How did you learn about AFS and what prompted you to get involved?
I learned about AFS when we got to know an exchange student from Thailand who our friends at church were hosting. Getting to know Dan helped us to decide that we wanted to host an exchange student too. After reading Karoline’s letter, my husband, younger son, and I decided that she was the kind of person that we would love to get to know. Hosting Karoline was a wonderful experience. I got involved in finding host families because I was grateful to the AFS volunteer who helped us to have this experience. I wanted other families to have great experiences too.
What keeps you coming back to volunteer each year?
Building relationships with other people is the best part of my experience as a volunteer. I enjoy getting to know exchange students and learning about other parts of the world. I enjoy talking with them and getting to see the USA through their eyes. I also enjoy the relationships that I am building with other AFS volunteers. My fellow volunteers and host parents understand why I have photos of my favorite AFSers saved on my phone.
What have you learned or how have you been personally affected from your experience with AFS?
On a personal level, I got two know and love three daughters, a nephew, and other AFSers who are now a part of my family. I have friends that are now scattered around the world. They make my life richer. I love how supporting exchange makes the world a smaller and friendlier place. I have learned so much about other areas of the world. I have grown a lot as a person. I learned a lot about my assumptions. AFS has changed the way I look at things and made me more open-minded. I have learned a lot about communication skills and communicating across different cultures.
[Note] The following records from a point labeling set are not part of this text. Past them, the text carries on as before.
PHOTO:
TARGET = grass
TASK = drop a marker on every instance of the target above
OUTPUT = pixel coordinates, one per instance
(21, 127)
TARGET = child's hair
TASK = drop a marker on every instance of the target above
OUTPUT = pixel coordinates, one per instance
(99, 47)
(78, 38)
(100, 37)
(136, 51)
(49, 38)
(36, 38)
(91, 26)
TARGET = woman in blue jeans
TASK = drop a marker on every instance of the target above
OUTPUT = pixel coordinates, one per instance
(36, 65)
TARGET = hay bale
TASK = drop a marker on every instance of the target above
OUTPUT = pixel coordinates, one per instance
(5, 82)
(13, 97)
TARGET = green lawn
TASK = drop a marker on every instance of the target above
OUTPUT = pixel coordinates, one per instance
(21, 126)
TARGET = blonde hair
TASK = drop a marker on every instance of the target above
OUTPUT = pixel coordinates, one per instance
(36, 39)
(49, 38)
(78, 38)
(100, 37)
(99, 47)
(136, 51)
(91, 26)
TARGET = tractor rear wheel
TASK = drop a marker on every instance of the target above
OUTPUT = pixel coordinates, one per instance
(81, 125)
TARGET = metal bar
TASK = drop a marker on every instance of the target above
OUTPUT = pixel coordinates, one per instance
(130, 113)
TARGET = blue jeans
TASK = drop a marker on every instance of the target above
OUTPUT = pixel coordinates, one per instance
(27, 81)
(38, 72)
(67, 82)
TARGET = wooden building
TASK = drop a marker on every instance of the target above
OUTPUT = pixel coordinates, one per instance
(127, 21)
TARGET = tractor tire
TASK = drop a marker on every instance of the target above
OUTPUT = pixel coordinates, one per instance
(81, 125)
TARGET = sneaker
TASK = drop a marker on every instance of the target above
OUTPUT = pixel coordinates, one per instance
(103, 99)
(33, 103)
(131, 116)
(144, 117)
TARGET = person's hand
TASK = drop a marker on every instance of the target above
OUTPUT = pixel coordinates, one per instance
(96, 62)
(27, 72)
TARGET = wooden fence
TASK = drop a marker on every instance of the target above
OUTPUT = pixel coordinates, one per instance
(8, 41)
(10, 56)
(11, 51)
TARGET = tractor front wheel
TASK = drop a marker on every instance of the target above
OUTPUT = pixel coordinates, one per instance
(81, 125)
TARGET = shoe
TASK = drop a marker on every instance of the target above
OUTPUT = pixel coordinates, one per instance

Please share the best thing or funniest thing that’s happened to you while volunteering with AFS?
It is really hard to pick the best thing when each year is filled with so many beautiful moments with AFSers – having long philosophical discussions, discovering I remembered a lot more of Russian than I thought I did, eating chocolate truffles while watching Les Miserables, trying to figure out how to make a rouladen together, teaching my traditional Christmas chocolate truffle recipe, exploring Chinatown and SOHO while listening to him singing Michael Jackson in falsetto, watching the lights come on in New York City from the top of Rockefeller Center, and seeing the excitement when your AFS daughter sees the Statue of Liberty for the first time.
What do you want to say to people who might be interested in volunteering with AFS?
Volunteering with AFS is a great way to get to know some wonderful kids, to learn about new areas of the world and to see the U.S. in new and interesting ways.
What’s one thing AFS volunteers and staff don’t know about you?
I have been dancing ballroom for six and a half years and my favorite dance is the international samba.